The old adage is that you learn something new everyday. Well I bumped into an old Conchango colleague the other day and learned about 500 new things in one hour. The one which has been rattling round my head ever since is the Winograd Schema Challenge.
The challenge is to see if a computer can correctly identify what ‘it’ refers to in the following sentence:
“The trophy would not fit in the brown suitcase because it was too big“
Well that doesn’t sound so hard, right?
Easy to assume most people would intuitively know that the trophy is too big. Notice if you change the last word to ‘small’, then the ‘it’ begins to apply to the suitcase.
This is a kind of fancy Turing Test. And up until 2019, computers were unable to answer it correctly. That changed with the advent of tools like Chat-GPT, who’s somewhat bizarre answer is below. Correct but also weirdly wrong.

However, to say that OpenAI has solved for this challenge is to miss the point. They have included large number of Winograd examples in their training data. Per this article, the LLMs can be seen not to have evolved to answer the challenge itself but to have defeated the challenge through training and tricks. It’s a bit like the VW emissions cheating scandal, the system knows you’re checking up on it!
The creators of these sorts of tests have adapted too, creating a battery of 1,000s of similar tests to run against the machines. Why? Because deep down, people who know how computers and AI work also know that computers aren’t ‘thinking’ in the way that we do. And those computer scientists would like to find a way to keep showing that this is true, although it is getting harder.
Another old adage: if it walks like a duck, quacks like a duck… it is a duck.

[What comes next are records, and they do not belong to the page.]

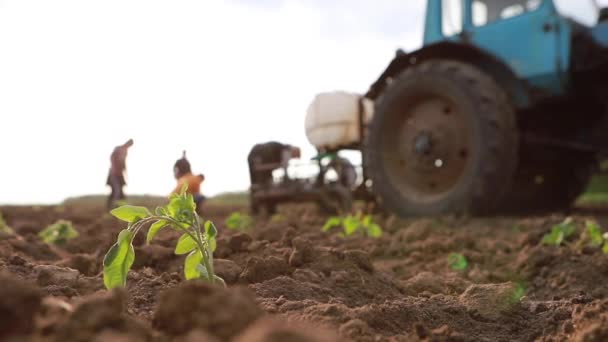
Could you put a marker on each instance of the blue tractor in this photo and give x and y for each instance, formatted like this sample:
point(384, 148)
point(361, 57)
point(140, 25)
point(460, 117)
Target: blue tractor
point(503, 110)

That’s what’s going through our minds when we happily let Chat GPT loose on our birthday card messages or annual report. Or when we’re chatting to it about our failed relationship. A recent report showed that 1000s of people in mental health crisis are turning to Chat GPT for help. Jesus!

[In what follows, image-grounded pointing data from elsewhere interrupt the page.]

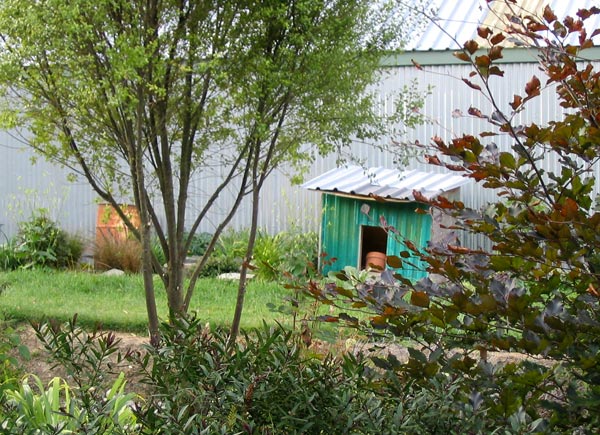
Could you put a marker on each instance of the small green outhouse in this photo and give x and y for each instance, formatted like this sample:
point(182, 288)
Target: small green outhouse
point(374, 210)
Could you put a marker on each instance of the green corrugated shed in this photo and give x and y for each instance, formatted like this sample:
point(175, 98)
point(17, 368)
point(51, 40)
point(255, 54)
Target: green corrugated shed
point(346, 230)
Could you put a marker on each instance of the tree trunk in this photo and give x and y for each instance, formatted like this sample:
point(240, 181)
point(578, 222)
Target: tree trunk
point(153, 324)
point(239, 305)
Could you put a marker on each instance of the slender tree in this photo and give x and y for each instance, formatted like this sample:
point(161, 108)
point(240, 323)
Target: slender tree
point(140, 96)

It certainly acts like it’s thinking. It answers just as quickly as your stoner friend and often a lot more accurately. So we start to believe it must be doing what we’re doing when we answer things.
But that is not what it is doing at all.
Let’s go back to calling LLMs what they actually are: statistical models that have been trained to guess what the next word might be given any set of inputs. Yes, it can spit out the somewhat wonky answer above, but when it reads the word trophy, it doesn’t get a mental picture of one, like you just did. And it never imagined someone trying to close a suitcase with trophy inside like you did when you started reading this article.

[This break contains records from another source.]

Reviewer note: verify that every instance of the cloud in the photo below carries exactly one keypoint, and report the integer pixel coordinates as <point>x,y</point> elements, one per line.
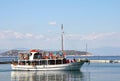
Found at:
<point>92,36</point>
<point>52,23</point>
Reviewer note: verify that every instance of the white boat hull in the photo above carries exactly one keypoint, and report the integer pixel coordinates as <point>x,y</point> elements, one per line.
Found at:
<point>68,66</point>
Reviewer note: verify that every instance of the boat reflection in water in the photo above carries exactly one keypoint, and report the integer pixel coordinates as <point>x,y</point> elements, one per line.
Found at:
<point>47,76</point>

Spotting and repeating patterns is a great party trick. And it’s definitely a productivity aid in certain scenarios, but it is not what you think it is. Da Vinci didn’t create the Mona Lisa by statistically averaging every other painting in the world. Nor did Brian Eno and David Byrne compose Life In the Bush of Ghosts by working out what the average was of all music from before. When we have breakthroughs or try new things we cannot just synthesize the past.
Let’s look at the places where it works best. The technique appears to be very effective at writing and analysing code. And that can hardly come as a surprise when you understand what it is doing under the covers, and how coding works. It’s all about patterns. Creating pictures that look like other pictures: check. Creating a version of that essay about Descartes that has already been written by 100,000 A-level students: check. Giving me 100 ideas based on some words: check.
And that is all well and good. But scroll, instead, through LinkedIn and hear the fever dreams of how AI (and LLM in particular) will change the world, and I think you’d be forgiven for thinking that it was actually thinking. We’ve started to personify it and we’ve started to make excuses for it. When it produces answers we don’t like we don’t say it’s broken, that the technique doesn’t work well, we say it is ‘hallucinating’.
What seems to have happened is people have seen the party trick, the word guessing, the pattern matching, and the AI coding and they’ve thought ‘DUCK’. And there is an escalating pattern of one-up-man-ship online to try and come up with bolder and more exciting or scary versions of what this might mean.
And if you convince yourself that they’ve crammed an intellect into a machine with an almost impossible appetite for data, those conclusions might make sense. But if instead you think of this as a guessing tool with a lot of training, the conclusions are a bit different.
‘Would you like me to average your essay out with a million others?’, ‘Would you like me to summarise the meeting in a way which shows absolutely no understanding of the concepts that were discussed or the social hierachy which formed the context?’, ‘Would you like me to reply to your customers with pastiche answers lacking in detail?’
When future generations look back on this spiky, speculation-fuelled period in human history will they think we were on the brink of a great twist in society’s progression, or of a massive collective delusion?